Geithner, the tax dodger, always there with advise?
“Greece’s debt situation is as unsustainable as ever; so is Portugal’s; so is the European banking sector’s and so is Spain’s,” the influential Financial Times commentator Wolfgang Munchau wrote Monday. “The worst, I fear, is yet to come.”
Southern Europe’s moribund growth is rooted in the long-term decline of competitiveness in countries like Italy, Spain and Portugal. Reforms to free up labor markets, cut business costs and slash red tape could pay off in the long term. But right now, austerity measures to bring budgets down are compounding the no-growth problem.
Greece’s economy is set to contract for the fifth successive year with a 4.4 percent drop in 2012. Portugal’s will drop by 3 percent, Italy’s by 1.3 percent and Spain’s by 1 percent.
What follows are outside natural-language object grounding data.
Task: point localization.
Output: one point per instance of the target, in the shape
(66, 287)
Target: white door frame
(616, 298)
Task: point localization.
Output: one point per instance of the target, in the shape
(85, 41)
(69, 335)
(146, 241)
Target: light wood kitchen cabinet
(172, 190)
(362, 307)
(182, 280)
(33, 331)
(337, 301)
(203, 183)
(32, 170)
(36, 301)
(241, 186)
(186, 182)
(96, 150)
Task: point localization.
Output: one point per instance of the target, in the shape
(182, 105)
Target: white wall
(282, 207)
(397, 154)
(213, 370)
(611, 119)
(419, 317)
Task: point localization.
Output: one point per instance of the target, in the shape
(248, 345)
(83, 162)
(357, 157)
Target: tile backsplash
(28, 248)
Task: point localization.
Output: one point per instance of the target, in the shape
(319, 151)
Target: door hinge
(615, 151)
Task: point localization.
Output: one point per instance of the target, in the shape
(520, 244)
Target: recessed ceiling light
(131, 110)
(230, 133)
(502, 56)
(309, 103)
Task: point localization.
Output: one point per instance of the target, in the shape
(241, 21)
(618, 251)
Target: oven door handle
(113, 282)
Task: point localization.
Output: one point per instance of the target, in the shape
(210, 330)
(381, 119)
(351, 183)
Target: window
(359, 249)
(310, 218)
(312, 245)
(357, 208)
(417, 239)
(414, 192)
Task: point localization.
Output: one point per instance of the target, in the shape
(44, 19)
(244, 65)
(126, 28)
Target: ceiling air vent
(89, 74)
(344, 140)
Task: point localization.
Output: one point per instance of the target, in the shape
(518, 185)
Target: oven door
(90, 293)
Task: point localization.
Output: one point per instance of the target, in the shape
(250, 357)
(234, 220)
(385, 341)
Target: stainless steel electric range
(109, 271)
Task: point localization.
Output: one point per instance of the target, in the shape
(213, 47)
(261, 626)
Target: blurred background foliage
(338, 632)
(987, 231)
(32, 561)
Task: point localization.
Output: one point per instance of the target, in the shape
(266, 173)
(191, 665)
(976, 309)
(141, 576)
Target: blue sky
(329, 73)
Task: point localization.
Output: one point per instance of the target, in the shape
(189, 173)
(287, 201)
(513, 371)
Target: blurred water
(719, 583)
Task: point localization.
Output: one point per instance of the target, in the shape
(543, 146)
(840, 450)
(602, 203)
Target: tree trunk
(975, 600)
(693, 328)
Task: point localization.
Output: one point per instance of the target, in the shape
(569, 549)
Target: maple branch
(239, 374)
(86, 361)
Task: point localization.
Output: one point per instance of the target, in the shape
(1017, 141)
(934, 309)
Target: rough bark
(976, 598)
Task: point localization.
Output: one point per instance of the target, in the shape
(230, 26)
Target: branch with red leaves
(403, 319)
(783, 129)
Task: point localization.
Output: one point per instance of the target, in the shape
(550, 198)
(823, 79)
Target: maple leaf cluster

US Treasury Secretary Timothy Geithner on Tuesday praised efforts by southern European governments to get their finances in order, but warned they also needed to stimulate growth to prevent a prolonged recession that will keep them mired in debt.
“Reforms will take time and they will not work without financial support,” Geithner told lawmakers in Washington. Without stimulus, he cautioned that Europe could sink into “a self-reinforcing negative spiral of growth-killing austerity.”